Medicinal Chemistry Graduate Plays Instrumental Role in Promising Cancer Research
Before graduating with his doctorate in medicinal chemistry from the College of Pharmacy last August, Brandt Huddle, PhD, played an instrumental role in the development of a new therapeutic compound for cancer, CM39. The compound inhibits the ability of a key enzyme, aldehyde dehydrogenase (ALDH), to promote chemotherapy resistance in a small pool of cells linked to ovarian cancer.
For women diagnosed with ovarian cancer, the mortality rate is high, due to this cell pool’s hardiness against chemo, helped by the ALDH enzyme, which allows it to recur and metastasize.
“We were able to get a crystal structure of the enzyme with our lead compound, which is like a picture of the drug binding with the protein we’re targeting,” says Dr. Huddle, who published his findings in the Journal of Medicinal Chemistry (in collaboration with Magee-Womens Research Institute in Pittsburgh and Indiana University Medical School). “So, based on that picture, we were able to make modifications to our compound that made it bind better to the target. In theory, that should make [CM39] more effective as a treatment for chemoresistant cancer.”
Dr. Huddle, who is now a research chemist at Weill Cornell Medical College in Manhattan, credits much of his research success to his then thesis advisor, Scott Larsen, PhD, Joseph Burckhalter Collegiate Research Professor of Medicinal Chemistry and Co-director of the Vahlteich Medicinal Chemistry Core. “Dr. Larsen ran a fantastic group, and all his projects were of high impact,” says Dr. Huddle. “He gave me a pretty long leash to do what I wanted, but was always available if I had a question. Or if he noticed me going in a wrong direction, he would correct course on that. I received really great training from him, and I’m very grateful for that.”
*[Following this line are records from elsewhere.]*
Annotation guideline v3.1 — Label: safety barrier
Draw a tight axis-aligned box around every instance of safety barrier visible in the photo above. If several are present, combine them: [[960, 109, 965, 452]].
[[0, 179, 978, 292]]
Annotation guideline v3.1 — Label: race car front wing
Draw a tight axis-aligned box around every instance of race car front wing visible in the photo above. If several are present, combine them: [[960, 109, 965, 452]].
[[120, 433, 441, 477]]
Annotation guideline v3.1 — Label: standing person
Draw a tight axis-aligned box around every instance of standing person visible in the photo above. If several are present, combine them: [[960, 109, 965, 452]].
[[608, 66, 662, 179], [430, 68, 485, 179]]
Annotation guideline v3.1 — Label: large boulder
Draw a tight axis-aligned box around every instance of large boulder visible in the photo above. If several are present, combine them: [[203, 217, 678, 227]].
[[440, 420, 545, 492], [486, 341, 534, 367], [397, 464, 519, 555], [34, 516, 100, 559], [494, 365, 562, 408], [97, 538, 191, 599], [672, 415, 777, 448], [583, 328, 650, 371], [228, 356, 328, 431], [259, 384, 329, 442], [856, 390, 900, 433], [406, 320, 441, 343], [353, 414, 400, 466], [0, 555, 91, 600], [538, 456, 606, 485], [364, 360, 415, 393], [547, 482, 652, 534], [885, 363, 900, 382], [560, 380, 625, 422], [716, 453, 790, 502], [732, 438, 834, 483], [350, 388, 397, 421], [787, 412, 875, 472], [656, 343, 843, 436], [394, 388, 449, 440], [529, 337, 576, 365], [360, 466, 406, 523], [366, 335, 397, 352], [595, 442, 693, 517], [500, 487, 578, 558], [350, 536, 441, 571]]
The Vahlteich Medicinal Chemistry Core, where Dr. Huddle did his graduate work, is uniquely suited for such highly specialized research projects.
A cure for ovarian cancer is still years away, but the CM39 target opens the door to further research for more potent, selective inhibitors. “Preparations for mouse studies are underway and the project team at the Vahlteich Medicinal Chemistry Core continues to optimize compounds for in vivo exposure,” says Dr. Huddle, whose work is still primarily concerned with therapeutics for cancer.
According to Dr. Larsen, Brandt Huddle represents exactly what is expected from his graduate students. “My students should already be trained to be project leaders by the time they leave here,” he says. “Brandt is certainly in that camp. He basically did everything on that project, working directly with the biologist, analyzing the data, designing the compounds. So it’s really exciting that he got this job with a prestigious institution like Cornell.”